Ms Byrne's lawyer, Charles Lethbridge, said she would give evidence to the IRC of 'systemic failures' in health standards, workplace safety and staff conduct at Bundaberg Hospital 'since the days of (rogue surgeon) Jayant Patel'.

Senior ICU nurse Toni Hoffman, who was the whistleblower at the centre of the Dr Jayant Patel case, pictured at her home in Queensland.
Senior ICU nurse Toni Hoffman, who was the whistleblower at the centre of the Dr Jayant Patel case, pictured at her home in Queensland.

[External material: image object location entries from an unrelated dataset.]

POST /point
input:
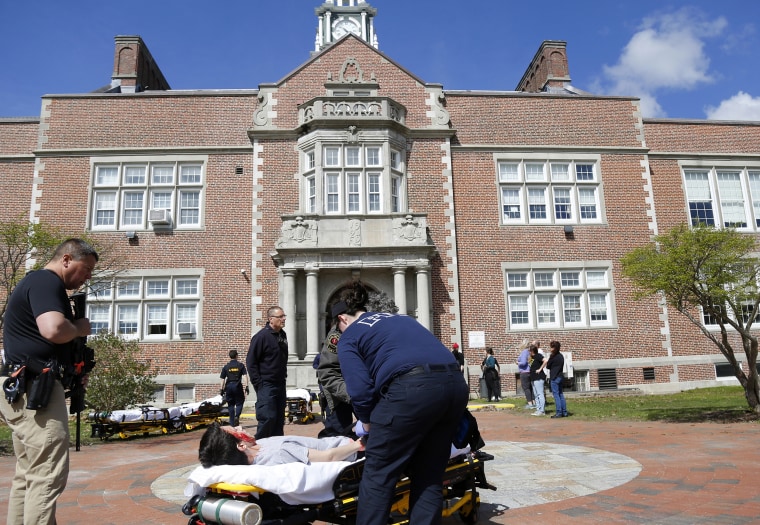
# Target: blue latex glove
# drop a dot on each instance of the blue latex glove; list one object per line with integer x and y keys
{"x": 359, "y": 429}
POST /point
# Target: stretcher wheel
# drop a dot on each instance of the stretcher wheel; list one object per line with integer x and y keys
{"x": 471, "y": 517}
{"x": 188, "y": 509}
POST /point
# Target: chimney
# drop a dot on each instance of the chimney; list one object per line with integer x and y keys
{"x": 547, "y": 70}
{"x": 134, "y": 69}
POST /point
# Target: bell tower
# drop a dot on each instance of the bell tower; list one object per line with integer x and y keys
{"x": 340, "y": 17}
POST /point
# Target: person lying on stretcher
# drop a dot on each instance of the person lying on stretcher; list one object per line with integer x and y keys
{"x": 225, "y": 445}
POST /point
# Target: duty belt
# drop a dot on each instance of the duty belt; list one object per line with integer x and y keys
{"x": 9, "y": 368}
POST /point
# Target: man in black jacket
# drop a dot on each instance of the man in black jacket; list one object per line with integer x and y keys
{"x": 267, "y": 364}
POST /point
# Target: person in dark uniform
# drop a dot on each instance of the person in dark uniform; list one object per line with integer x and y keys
{"x": 409, "y": 395}
{"x": 267, "y": 364}
{"x": 233, "y": 388}
{"x": 39, "y": 327}
{"x": 339, "y": 415}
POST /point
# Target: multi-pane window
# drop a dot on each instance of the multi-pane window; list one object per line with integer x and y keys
{"x": 723, "y": 196}
{"x": 139, "y": 196}
{"x": 710, "y": 317}
{"x": 548, "y": 192}
{"x": 559, "y": 297}
{"x": 146, "y": 308}
{"x": 352, "y": 179}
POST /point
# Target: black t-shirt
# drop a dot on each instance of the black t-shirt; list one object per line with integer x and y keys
{"x": 39, "y": 292}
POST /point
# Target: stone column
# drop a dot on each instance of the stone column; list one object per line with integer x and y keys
{"x": 289, "y": 307}
{"x": 423, "y": 295}
{"x": 399, "y": 289}
{"x": 312, "y": 312}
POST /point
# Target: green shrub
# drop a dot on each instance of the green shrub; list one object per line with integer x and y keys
{"x": 120, "y": 379}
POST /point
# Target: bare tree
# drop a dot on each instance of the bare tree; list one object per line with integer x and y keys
{"x": 707, "y": 273}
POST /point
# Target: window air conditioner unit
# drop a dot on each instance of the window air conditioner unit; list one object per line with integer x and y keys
{"x": 160, "y": 216}
{"x": 185, "y": 328}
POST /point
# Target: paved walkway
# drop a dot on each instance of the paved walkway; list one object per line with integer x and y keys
{"x": 548, "y": 470}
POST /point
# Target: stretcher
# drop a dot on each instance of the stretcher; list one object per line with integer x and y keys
{"x": 147, "y": 419}
{"x": 298, "y": 405}
{"x": 325, "y": 492}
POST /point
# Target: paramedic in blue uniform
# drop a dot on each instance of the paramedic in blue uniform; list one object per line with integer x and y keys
{"x": 409, "y": 395}
{"x": 267, "y": 364}
{"x": 233, "y": 388}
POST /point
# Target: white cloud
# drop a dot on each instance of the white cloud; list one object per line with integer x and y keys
{"x": 666, "y": 53}
{"x": 741, "y": 106}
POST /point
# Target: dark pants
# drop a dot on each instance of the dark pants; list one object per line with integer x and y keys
{"x": 527, "y": 386}
{"x": 493, "y": 383}
{"x": 233, "y": 392}
{"x": 339, "y": 421}
{"x": 412, "y": 426}
{"x": 270, "y": 409}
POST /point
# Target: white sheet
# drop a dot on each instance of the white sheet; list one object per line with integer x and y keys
{"x": 299, "y": 392}
{"x": 295, "y": 483}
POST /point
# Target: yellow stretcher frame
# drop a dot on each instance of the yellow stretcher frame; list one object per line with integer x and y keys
{"x": 463, "y": 477}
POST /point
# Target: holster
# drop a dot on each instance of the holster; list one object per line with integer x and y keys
{"x": 39, "y": 388}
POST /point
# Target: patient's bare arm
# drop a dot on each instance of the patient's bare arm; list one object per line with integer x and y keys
{"x": 336, "y": 454}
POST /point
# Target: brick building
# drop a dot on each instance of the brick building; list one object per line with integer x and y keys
{"x": 491, "y": 217}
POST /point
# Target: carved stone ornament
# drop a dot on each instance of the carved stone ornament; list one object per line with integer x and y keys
{"x": 351, "y": 72}
{"x": 261, "y": 115}
{"x": 408, "y": 229}
{"x": 354, "y": 232}
{"x": 298, "y": 232}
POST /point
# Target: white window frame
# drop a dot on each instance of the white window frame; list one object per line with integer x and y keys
{"x": 353, "y": 179}
{"x": 710, "y": 198}
{"x": 139, "y": 295}
{"x": 531, "y": 186}
{"x": 125, "y": 189}
{"x": 542, "y": 285}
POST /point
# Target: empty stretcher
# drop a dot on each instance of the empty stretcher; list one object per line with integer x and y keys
{"x": 297, "y": 493}
{"x": 147, "y": 419}
{"x": 298, "y": 405}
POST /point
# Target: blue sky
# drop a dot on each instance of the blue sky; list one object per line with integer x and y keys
{"x": 685, "y": 59}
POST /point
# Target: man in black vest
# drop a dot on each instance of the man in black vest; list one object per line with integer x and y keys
{"x": 232, "y": 387}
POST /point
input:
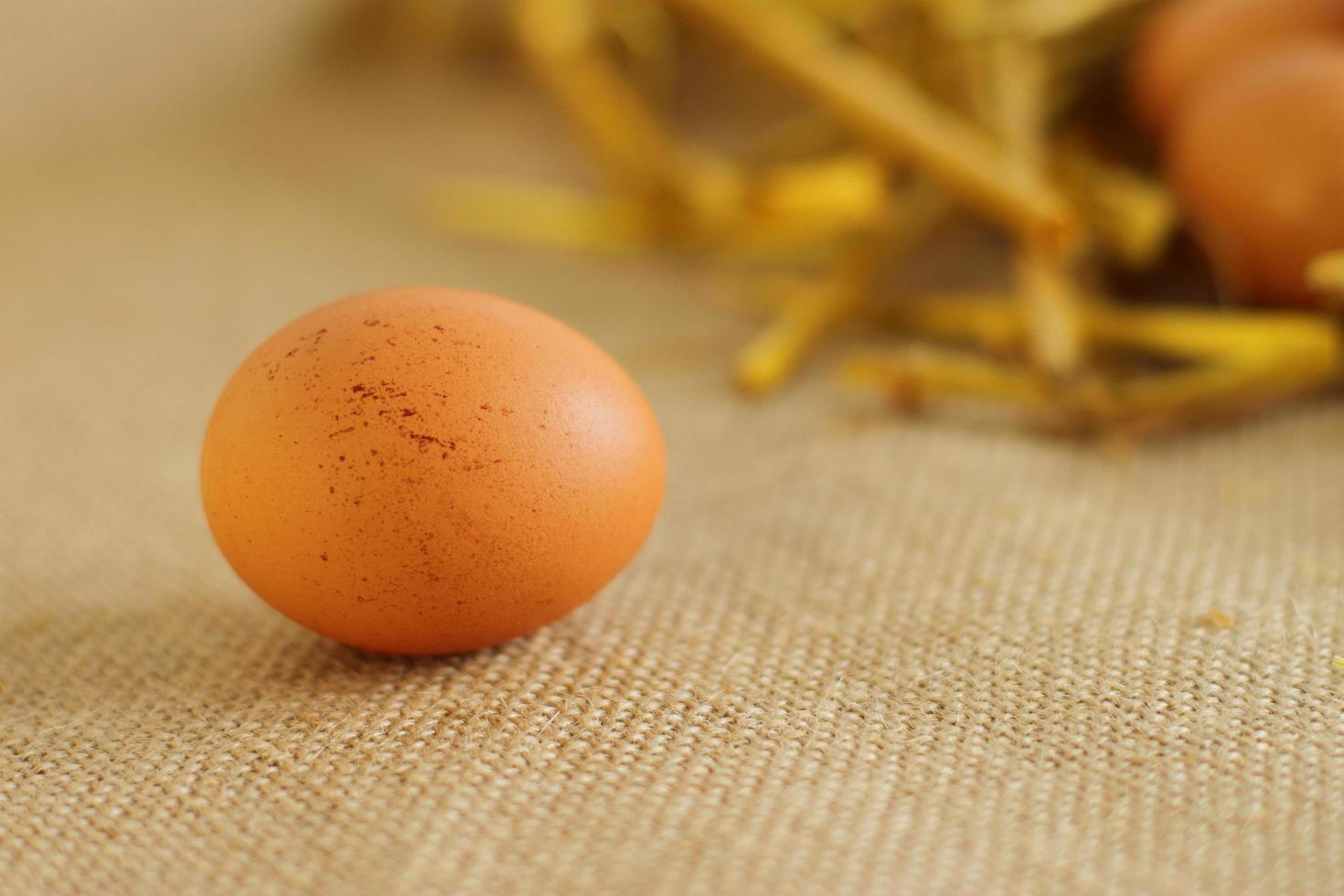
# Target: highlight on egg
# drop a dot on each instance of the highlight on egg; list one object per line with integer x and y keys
{"x": 429, "y": 470}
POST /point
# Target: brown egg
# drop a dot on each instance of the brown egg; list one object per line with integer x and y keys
{"x": 429, "y": 470}
{"x": 1258, "y": 163}
{"x": 1191, "y": 43}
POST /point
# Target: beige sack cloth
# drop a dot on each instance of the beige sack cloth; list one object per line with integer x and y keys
{"x": 859, "y": 655}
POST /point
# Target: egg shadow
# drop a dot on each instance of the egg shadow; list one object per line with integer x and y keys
{"x": 197, "y": 656}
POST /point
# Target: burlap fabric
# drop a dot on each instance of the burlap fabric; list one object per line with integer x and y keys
{"x": 859, "y": 655}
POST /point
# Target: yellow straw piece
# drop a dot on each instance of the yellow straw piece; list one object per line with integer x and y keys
{"x": 534, "y": 212}
{"x": 775, "y": 352}
{"x": 886, "y": 111}
{"x": 1132, "y": 217}
{"x": 915, "y": 372}
{"x": 638, "y": 154}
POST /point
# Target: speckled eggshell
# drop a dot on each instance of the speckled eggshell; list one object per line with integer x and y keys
{"x": 429, "y": 470}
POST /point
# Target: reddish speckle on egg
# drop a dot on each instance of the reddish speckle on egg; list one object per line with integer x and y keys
{"x": 429, "y": 470}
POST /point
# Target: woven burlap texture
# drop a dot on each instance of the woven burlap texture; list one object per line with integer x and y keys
{"x": 859, "y": 655}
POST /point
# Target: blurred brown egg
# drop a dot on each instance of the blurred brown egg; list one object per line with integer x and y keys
{"x": 1189, "y": 43}
{"x": 1258, "y": 163}
{"x": 429, "y": 470}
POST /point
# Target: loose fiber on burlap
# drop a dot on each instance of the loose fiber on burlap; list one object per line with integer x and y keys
{"x": 859, "y": 655}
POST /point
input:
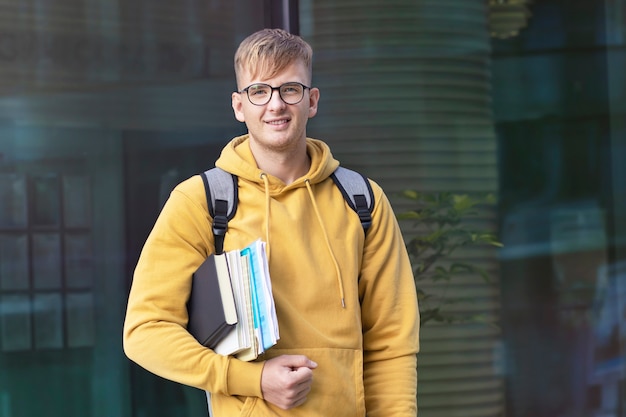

Ms Hoffman, who blew the whistle on the Dr Patel scandal and worked alongside Ms Byrne for 14 years, said: "Cheryl has devoted her life to the patients of Queensland in the most difficult of circumstances and I would like to be assured that she has been treated fairly without prejudice."

Nurses Professional Association of Queensland Aenghas Hopkinson-Pearson said Ms Byrne's treatment was 'disgusting'.

"At best, it is a heartless misunderstanding of our nurse's condition, at worst, it is bullying and discrimination based on an impairment," he said.

A WBHHS spokesman said it could not comment on the specifics of the case due to confidentiality, but all employees had access to 'established HR and Return to Work support following non-work-related injury or illness', including 'independent' capacity or medical assessments.

"Regrettably, in rare cases, there will be employees who may need to be retired on the grounds of ill health under the provisions of the Public Service Act, if they are deemed unable to perform the specific duties their roles require," he said.